It shows just how much we have done on the allotment with the soil, lots of organic matter layered on top for only three years has given us something really good to plant into. Compared to the newly dug beds in the garden, clay-like top soil under a lawn until just the other week. It is hard to get it as fine as I would really want. When we started the allotment I was using shop bought compost to fill holes and then putting seed in that, if only I wasn’t running short on that then I would do the same again. There are only 107506 people ahead of me in the queue for the B&Q website, give it an hour or two and I will get to the front.
This week I have direct sowed a line of parsnips with radish in-between. Last year I started parsnips off in toilet roll tubes which had mixed but not bad results. I’ve done some like this again too and have them under cover.
Seeds I sowed last weekend indoors are starting to come up. Radish took what seemed like just minutes to germinate, along with the tray of peas. In the morning you notice the signs of a new row of seedlings and by the evening they all seem very well established.
Further seeds sowed, this time for outside but undercover included:
- more beetroot (boldtary as I know it is something I can trust)
- red cabbage
- purple sprouting broccoli
- dwarf french beans
- butternut squash
Tomatoes planted outside undercover are starting to show, along with ones I planted indoors the other day – I maybe have rather too many tomato seedlings growing.

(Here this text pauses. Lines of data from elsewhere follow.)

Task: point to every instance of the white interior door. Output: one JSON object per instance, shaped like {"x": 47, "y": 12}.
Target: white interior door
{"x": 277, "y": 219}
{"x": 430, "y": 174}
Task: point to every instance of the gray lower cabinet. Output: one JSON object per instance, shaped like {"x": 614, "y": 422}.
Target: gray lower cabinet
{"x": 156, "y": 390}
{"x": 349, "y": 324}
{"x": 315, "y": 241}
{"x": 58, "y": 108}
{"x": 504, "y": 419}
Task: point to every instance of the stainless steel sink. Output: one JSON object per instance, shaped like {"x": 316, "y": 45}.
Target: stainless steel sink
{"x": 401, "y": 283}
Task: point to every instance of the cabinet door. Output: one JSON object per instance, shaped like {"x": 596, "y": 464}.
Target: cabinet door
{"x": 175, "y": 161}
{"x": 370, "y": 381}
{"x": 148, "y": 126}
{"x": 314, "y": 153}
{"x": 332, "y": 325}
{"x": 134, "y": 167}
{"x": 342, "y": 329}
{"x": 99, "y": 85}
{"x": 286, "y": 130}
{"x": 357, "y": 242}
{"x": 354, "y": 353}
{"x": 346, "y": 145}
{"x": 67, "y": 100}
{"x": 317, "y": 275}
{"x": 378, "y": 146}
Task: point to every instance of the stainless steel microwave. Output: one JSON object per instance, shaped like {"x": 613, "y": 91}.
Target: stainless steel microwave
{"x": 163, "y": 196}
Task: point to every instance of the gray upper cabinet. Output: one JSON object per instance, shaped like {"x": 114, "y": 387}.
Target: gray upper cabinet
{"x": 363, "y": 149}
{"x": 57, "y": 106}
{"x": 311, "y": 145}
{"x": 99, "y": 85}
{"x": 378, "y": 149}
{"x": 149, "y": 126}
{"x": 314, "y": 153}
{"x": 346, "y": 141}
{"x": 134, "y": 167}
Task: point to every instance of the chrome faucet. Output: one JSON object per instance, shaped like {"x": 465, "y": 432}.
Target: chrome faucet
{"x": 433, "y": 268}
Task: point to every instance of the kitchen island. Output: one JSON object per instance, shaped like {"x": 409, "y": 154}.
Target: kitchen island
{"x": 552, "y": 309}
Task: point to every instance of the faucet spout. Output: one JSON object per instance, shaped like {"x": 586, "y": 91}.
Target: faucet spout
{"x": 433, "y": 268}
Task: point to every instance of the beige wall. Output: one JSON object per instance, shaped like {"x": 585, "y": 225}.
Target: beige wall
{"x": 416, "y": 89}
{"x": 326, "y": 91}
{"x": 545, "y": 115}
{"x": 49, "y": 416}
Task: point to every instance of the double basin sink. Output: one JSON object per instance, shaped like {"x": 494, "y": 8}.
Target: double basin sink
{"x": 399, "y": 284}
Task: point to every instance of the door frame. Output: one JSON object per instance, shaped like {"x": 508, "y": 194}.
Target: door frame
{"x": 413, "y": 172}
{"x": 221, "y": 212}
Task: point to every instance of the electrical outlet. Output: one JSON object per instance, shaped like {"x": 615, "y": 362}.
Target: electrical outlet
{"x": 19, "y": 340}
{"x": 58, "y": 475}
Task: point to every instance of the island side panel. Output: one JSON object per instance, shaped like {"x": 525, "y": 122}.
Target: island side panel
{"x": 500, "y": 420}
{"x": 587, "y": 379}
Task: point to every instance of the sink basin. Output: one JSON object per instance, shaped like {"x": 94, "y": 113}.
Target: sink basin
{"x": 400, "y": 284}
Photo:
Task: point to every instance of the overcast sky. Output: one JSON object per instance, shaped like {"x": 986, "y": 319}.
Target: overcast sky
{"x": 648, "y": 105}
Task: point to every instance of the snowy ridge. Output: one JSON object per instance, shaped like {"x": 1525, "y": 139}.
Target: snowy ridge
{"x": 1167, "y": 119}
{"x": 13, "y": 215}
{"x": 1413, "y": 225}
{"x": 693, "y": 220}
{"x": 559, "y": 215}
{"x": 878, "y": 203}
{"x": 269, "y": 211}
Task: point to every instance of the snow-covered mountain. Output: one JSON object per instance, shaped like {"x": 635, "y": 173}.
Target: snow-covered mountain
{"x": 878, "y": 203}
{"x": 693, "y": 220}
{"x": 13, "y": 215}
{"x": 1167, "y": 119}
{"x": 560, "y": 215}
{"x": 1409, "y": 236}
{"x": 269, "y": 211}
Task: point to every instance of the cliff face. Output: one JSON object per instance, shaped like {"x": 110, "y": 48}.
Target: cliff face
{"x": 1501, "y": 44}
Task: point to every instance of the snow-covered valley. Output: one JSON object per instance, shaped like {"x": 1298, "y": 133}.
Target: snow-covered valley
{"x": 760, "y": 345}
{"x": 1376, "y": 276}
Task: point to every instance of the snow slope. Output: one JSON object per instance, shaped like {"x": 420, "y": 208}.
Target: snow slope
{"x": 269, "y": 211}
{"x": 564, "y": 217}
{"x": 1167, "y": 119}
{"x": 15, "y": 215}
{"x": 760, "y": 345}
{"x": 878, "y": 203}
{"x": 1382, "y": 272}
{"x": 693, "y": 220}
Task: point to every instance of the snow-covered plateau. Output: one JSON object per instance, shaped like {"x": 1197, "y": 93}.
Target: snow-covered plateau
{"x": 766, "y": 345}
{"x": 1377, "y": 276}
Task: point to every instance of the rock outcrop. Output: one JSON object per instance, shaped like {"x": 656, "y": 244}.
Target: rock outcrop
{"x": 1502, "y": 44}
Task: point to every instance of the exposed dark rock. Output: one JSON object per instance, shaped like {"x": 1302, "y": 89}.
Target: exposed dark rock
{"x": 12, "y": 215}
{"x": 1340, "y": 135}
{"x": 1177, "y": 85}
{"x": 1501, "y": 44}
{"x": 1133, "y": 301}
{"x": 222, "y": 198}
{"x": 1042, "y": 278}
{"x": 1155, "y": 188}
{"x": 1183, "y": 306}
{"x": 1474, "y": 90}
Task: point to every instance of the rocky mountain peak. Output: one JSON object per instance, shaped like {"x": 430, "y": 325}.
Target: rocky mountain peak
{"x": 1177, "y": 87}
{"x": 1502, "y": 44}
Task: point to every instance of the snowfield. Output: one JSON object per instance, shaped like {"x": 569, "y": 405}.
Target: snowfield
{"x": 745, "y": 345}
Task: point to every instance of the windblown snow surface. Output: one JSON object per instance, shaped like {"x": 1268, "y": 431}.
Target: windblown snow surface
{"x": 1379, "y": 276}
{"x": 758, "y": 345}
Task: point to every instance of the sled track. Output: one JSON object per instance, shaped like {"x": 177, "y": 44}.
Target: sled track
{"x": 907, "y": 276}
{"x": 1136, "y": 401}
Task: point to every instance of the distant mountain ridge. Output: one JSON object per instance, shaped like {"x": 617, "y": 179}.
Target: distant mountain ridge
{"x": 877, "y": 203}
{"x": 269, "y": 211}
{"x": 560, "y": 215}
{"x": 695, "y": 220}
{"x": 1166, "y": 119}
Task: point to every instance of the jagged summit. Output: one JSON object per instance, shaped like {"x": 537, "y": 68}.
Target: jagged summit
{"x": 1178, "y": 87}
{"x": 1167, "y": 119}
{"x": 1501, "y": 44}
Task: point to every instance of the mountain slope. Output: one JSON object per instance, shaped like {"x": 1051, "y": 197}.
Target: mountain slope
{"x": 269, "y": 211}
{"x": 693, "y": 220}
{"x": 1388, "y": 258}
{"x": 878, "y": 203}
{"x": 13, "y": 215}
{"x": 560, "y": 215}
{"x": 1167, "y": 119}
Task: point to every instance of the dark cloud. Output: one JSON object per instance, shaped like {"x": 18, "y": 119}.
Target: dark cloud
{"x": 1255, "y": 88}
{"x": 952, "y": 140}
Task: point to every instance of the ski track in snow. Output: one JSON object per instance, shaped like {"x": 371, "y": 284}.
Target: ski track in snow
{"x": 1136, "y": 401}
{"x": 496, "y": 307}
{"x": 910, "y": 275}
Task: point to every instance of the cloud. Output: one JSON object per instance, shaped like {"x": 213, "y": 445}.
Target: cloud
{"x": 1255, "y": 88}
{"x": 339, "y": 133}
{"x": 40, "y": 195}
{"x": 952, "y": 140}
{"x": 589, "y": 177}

As we are not visiting the allotment at the moment it means we no longer have anywhere apart from the bin to put our vegetable scraps from the kitchen. Our bin gets emptied every two week and suddenly we are filling it rather quickly. We do have our wormery but there is only so much a small collection of worms can munch through. Add to this that I would rather make use of our waste.
We have had small bits of pallet offcuts sitting outside the front of the house for a couple of years, ever since I made the wooden boards for pathways when we first got the plot. With Tom’s help, we used all this waste wood to make a rather small, but tall, compost bin.
You find it is times like this (lock down in a world wide pandemic situation) that suddenly you find the endless collection of nails and screws that exist in the shed and always have done, is starting to run low. With no options for buying any more, we managed to find
The new bin fits rather nicely in our new “compost zone” in the corner of the garden under a tree.It looked so good we even moved the worms to sit next to it. We were both pretty happy with the results and it’s just the sort of thing we need at the plot (and I had planned to sort out) instead of the massive big one.
Still on the subject of compost, I got onto the B&Q website (and their online queuing system worked really well) and bought four bags of compost which suggested it would be ready to pick up the next day. I had mostly forgotten about it when just before 5 ‘o clock I got a call to say my items were ready for collection straight away. By this time I had assumed it would be some time later on in the week. I ventured out to the store, the furthest I have been for a month (all 2 miles) and joined the other four cars in the deserted car park of the store for my turn. I shouted my name when asked and the bloke returned with my purchases before backing off to a safe distance as I got out to load the bags into the car. All very efficient if not a bit strange, I didn’t come close to being two metres to anyone. I drove home thinking it felt like a Sunday used to be like, not a Saturday afternoon…
I couldn’t see carrots growing that well in the hard clay soil that makes up the beds and so the compost is all good news. I dug a small channel to fill with compost, sowed carrot seed and then covered over. I transplanted radish plants that has been growing undercover and I tidied up the onions to give them a chance.
I have a lot of grass clipping from mowing the lawn last weekend and so started to use this as a mulch for the potatoes. I also put down a lot of netting to stop cats.
Nearing the end of the day I tidied bits up, the main thing that distinguishes this as a garden and not an allotment. An allotment is functional and there is little room for prettiness when it gets in the way, whereas a garden needs to look pretty but be able to be functional. I’m spending more time looking after the garden now so actually it is starting to look a lot better and tidier than it has done, plus it will hopefully be practical and produce stuff at some point too. Certainly it is nice going out in the garden first thing to just ‘do things’.